Atelier d'écriture créative, écriture partagée, en groupe, littérature, poésie, nouvelles, apprentissage techniques d'écriture,exemples de contrainte d'écriture

Mon arrivée dans le monde réel

Mon arrivée dans le monde réel

En me réveillant aujourd’hui, je distingue quelques ombres mouvantes dans la pénombre qui m’entoure. Jusqu’à présent, seuls mon odorat et mon toucher me guidaient. Comme toujours, je sens cette chose tiède et humide lécher ma truffe, s’engouffrer dans mes oreilles, me caresser le corps et me pousser vers l’objet de tous mes désirs. Je saisis la petite excroissance dans le pelage, ma langue s’incurve et s’enroule autour d’elle. Mes deux pattes antérieures pourvues de griffes acérées pédalent dans cette chair confortable et moelleuse. Je me délecte. Soudain, en levant les yeux, je découvre deux grandes taches lumineuses, avec en leur centre un large point noir. Je m’affole, j’avale de travers, m’étouffe et lâche la mamelle. Je m’apprête à ramper pour me cacher. De nouveau, la caresse mouillée vient me réconforter par son doux et apaisant va et vient sur le corps. Je me sens retournée, mise sur le dos, et là, la caresse devient massage, mon ventre se relâche, je me laisse aller. Mes appréhensions disparaissent. Epuisée, je m’endorme.

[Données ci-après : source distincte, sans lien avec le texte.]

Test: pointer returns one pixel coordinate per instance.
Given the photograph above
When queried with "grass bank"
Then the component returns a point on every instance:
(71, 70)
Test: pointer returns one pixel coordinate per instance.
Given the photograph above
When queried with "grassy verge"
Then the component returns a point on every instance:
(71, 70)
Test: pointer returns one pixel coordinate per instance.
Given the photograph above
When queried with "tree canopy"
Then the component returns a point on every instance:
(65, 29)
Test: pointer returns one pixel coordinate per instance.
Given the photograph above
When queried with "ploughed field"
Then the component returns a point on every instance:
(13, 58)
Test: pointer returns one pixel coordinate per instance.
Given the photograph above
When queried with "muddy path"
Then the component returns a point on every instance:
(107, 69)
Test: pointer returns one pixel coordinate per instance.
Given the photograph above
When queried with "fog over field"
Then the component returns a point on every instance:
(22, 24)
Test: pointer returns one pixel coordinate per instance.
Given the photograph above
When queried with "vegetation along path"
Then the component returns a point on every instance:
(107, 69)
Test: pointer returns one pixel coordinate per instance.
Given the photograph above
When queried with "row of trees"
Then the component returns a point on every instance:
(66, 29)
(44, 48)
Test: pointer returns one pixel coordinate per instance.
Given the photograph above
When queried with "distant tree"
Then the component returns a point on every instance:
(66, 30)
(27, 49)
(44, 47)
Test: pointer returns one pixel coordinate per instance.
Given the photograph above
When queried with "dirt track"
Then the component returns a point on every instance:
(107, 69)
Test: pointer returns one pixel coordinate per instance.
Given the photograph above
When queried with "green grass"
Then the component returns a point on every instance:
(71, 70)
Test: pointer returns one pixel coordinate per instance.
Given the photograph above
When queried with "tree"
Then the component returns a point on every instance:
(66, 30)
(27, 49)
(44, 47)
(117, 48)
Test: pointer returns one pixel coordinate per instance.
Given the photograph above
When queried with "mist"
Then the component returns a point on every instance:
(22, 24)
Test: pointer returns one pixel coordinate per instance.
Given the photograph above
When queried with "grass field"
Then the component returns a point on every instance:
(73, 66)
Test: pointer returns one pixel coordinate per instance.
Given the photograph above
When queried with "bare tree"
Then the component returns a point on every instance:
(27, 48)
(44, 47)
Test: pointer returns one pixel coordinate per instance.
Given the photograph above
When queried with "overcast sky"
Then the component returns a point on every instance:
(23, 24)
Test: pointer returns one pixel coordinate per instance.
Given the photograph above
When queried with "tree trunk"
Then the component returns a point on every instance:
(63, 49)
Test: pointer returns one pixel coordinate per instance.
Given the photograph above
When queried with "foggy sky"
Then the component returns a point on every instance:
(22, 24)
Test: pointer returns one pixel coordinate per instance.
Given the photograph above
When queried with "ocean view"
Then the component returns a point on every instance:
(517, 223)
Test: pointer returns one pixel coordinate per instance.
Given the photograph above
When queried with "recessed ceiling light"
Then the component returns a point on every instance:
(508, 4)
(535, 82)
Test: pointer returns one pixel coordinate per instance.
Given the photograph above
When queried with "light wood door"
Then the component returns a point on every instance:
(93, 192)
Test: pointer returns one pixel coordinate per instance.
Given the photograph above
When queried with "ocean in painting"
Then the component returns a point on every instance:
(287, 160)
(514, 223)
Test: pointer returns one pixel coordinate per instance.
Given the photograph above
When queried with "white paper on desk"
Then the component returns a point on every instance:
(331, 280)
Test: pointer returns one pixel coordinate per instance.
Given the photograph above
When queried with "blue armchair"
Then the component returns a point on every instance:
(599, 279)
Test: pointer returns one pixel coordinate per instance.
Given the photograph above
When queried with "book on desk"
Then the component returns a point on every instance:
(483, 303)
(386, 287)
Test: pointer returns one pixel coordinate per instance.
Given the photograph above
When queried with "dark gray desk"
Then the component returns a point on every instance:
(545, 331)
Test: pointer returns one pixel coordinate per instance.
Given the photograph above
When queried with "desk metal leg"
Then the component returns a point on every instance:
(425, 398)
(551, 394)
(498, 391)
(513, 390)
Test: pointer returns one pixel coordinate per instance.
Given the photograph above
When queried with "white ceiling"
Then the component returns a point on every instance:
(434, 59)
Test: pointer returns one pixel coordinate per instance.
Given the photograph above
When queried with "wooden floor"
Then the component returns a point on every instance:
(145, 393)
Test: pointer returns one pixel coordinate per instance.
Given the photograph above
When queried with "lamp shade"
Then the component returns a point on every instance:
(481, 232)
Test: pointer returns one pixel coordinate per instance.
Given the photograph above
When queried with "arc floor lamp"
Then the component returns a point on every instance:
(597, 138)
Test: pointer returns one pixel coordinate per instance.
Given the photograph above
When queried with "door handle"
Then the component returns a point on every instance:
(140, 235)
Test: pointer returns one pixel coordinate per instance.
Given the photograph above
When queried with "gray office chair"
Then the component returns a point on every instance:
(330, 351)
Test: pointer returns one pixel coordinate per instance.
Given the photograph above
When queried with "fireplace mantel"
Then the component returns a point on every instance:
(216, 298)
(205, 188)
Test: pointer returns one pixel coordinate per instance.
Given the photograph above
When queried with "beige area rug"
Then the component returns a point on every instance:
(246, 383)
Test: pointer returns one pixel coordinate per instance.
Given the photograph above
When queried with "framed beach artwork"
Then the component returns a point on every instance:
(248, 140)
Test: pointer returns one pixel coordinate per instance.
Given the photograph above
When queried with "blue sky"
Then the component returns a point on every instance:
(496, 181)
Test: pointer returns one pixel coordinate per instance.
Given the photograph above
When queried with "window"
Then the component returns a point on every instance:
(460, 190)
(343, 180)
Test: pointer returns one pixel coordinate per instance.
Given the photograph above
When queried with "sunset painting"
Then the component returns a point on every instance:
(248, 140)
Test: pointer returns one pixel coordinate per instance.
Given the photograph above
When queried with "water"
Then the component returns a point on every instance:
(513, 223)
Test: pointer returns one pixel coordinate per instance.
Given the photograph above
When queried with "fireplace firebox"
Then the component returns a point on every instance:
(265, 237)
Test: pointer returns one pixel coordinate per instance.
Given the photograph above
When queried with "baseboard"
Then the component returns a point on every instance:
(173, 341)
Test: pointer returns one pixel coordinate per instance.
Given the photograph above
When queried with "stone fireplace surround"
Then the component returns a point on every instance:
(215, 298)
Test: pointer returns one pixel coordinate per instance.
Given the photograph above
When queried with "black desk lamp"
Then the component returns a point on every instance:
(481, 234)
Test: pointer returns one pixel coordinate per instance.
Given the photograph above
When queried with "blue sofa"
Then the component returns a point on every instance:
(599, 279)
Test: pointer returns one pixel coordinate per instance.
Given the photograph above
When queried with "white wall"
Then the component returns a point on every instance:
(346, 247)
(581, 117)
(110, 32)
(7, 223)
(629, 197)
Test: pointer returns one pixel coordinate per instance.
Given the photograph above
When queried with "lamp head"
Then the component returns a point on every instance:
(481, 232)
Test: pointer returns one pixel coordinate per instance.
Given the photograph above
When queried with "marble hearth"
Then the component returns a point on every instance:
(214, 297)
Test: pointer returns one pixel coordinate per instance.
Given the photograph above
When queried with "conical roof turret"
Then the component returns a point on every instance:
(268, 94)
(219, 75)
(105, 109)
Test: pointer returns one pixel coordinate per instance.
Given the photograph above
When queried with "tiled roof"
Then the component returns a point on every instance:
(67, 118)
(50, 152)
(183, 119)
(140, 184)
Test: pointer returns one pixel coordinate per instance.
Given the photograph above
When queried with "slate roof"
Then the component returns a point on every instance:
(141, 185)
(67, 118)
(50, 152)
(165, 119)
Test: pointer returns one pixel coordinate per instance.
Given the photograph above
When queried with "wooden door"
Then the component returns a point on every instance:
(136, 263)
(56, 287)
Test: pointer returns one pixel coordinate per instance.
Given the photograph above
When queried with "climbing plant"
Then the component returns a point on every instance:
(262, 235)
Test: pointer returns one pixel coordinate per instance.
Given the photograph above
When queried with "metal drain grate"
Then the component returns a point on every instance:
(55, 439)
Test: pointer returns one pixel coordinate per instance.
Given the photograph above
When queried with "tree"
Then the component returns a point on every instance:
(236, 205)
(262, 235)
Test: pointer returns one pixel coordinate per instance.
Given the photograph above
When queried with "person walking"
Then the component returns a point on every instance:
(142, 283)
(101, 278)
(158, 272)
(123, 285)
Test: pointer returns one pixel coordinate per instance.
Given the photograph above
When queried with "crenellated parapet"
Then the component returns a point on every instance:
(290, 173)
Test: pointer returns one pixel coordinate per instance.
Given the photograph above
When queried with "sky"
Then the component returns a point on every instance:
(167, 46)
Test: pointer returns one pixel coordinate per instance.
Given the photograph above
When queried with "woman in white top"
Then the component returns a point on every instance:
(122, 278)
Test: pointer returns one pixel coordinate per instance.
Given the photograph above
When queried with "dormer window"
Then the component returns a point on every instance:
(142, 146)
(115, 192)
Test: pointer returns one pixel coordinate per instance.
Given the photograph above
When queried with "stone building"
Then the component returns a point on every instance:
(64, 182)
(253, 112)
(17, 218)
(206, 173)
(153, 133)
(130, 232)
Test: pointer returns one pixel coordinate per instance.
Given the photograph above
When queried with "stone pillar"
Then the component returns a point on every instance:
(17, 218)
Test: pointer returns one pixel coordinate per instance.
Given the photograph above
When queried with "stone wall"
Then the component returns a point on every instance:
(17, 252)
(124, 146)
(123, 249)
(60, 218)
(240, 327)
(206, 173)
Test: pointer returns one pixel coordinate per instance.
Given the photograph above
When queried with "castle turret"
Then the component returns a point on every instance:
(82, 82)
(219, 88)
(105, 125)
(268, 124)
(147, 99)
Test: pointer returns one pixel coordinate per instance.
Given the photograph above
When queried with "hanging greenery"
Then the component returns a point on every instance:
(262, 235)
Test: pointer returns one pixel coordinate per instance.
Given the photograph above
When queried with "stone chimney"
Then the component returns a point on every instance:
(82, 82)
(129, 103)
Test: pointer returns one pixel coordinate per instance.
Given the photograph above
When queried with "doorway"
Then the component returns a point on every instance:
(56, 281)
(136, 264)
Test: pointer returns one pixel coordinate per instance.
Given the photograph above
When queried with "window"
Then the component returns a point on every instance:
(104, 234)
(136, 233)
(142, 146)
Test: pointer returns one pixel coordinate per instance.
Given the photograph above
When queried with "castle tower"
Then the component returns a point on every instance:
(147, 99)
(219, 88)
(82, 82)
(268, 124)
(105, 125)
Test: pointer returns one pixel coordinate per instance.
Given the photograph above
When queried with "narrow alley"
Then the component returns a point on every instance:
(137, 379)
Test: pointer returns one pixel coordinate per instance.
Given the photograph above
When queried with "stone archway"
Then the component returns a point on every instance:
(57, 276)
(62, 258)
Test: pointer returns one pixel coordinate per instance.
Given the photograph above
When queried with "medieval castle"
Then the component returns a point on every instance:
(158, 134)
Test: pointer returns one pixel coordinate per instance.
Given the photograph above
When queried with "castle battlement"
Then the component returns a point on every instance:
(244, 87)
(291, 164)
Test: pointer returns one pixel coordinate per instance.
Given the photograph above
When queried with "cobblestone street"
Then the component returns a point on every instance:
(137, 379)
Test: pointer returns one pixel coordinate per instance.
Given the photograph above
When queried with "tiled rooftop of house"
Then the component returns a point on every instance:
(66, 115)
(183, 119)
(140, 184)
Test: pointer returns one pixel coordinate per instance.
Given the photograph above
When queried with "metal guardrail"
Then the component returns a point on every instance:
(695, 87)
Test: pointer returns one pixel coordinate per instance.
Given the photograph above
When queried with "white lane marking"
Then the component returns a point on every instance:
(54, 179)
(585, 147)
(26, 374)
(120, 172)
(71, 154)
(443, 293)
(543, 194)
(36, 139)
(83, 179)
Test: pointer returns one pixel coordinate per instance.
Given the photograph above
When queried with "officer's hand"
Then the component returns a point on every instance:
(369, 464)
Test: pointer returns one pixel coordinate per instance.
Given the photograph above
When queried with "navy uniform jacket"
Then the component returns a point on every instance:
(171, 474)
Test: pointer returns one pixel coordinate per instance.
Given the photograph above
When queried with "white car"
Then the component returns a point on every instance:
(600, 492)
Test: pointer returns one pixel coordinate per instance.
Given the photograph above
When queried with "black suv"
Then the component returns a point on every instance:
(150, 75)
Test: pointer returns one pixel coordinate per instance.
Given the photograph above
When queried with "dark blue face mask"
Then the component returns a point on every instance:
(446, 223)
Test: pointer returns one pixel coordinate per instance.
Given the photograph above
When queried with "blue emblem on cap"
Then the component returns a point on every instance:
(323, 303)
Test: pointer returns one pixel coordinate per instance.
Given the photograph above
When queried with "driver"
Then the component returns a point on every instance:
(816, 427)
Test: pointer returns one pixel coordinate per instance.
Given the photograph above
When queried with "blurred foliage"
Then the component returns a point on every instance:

Lors de mes réveils suivants, je fais la connaissance de ma mère, de mes frères et de mes sœurs. Nous sommes 7 dans la fratrie et nous aimons nous recroqueviller les uns sur les autres surtout quand notre mère s’absente. Mais où va-t-elle ? Quand elle revient nous l’accueillons avec maints gémissements et réclamons à qui mieux mieux qu’elle s’installe pour nous donner la tétée. Dans ce lieu sombre, ma mère m’apparait toute auréolée, sa fourrure chatoyante capte et reflète la faible lumière venue d’ailleurs. Les 7 boules de poils que nous sommes sont toutes différentes les unes des autres par nos pelages allant du noir au blanc, de l’uni au tigré en passant par le tacheté.  Nous avons tous de petites oreilles triangulaires qui surmontent deux yeux au regard un peu trouble. Leur forme est légèrement ovale et leur tour est souligné d’un trait noir. Nos museaux courts se terminent par une truffe noire ou rose bien humide. Il paraît que le mien est rose avec une petite tache noire en son milieu. Mes poils sont blancs et mes yeux sont entre le gris et le bleu. Je suis la plus remuante de la tribu, les autres ne pensent qu’à téter et à dormir.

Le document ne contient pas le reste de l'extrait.